Wednesday, March 5, 2008


DENVER—Today the Senate Judiciary Committee passed HB-1310, which is designed to stop predatory lenders from unfairly targeting Colorado’s most vulnerable populations.

Sponsored by Senate President Peter Groff (D-Denver), the bill would help people who take out short-term – or payday – loans pay the loan back without getting caught in an endless cycle of debt.

“The dishonest practices of predatory lending are a real and urgent problem in Colorado,” said Groff. “For many people caught in the debt trap, a payday loan can mean total financial ruin for themselves and their families.”

Payday loans are short-term (usually two weeks) and made for a small amount ($300-$500). Payday lenders can charge $60 for a $300 loan for two weeks, resulting in an APR of 521 percent. House Bill 1310 caps annual interest rates at 45% for all payday loans. It also changes current practice on finance charges: the proposed legislation allows lenders to charge a maximum finance fee of $60 one time per twelve months.

After an interest rate cap regulating the industry was abolished in 2000, statistics have spiraled: since 2003, payday loan volume in Colorado has increased 117 percent. Based on average APR, payday loan customers will pay $544 in finance fees on an average $343 loan. And more than 70% of short-term loans went to borrowers with 11 or more loans in the last full year. Excessive fees on payday loans are estimated to cost Colorado working families more than $76 million annually.

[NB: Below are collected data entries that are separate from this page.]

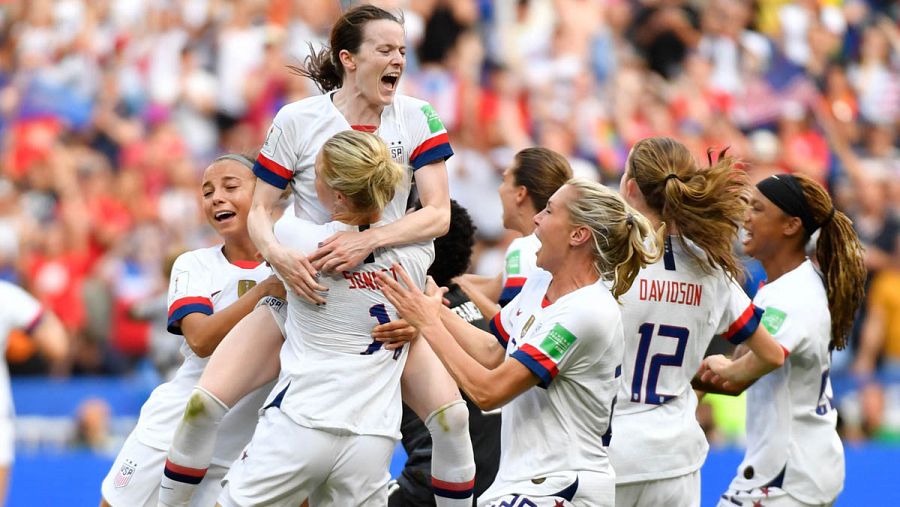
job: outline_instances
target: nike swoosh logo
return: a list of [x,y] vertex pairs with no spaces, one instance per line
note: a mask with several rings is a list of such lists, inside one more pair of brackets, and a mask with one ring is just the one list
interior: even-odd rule
[[162,484],[160,484],[159,489],[175,489],[175,488],[170,488],[168,486],[163,486]]
[[209,297],[214,298],[214,297],[218,296],[220,292],[222,292],[222,291],[217,290],[217,291],[213,292],[212,294],[210,294]]

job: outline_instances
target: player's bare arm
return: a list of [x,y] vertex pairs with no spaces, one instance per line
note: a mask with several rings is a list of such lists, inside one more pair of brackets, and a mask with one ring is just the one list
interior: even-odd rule
[[[260,254],[284,279],[284,283],[303,299],[324,304],[319,293],[327,289],[316,281],[316,269],[303,252],[285,248],[275,239],[272,211],[284,191],[257,179],[253,204],[247,215],[247,230]],[[220,338],[221,340],[221,338]]]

“We are taking this bold step to bring some measure of relief to those who would otherwise be taken advantage of by predatory lenders, while still allowing the industry to operate in an already lucrative market,” Groff said. “It’s time these outfits stopped enriching themselves on the backs of Colorado’s most vulnerable citizens.”

The bill next heads to the full Senate for consideration.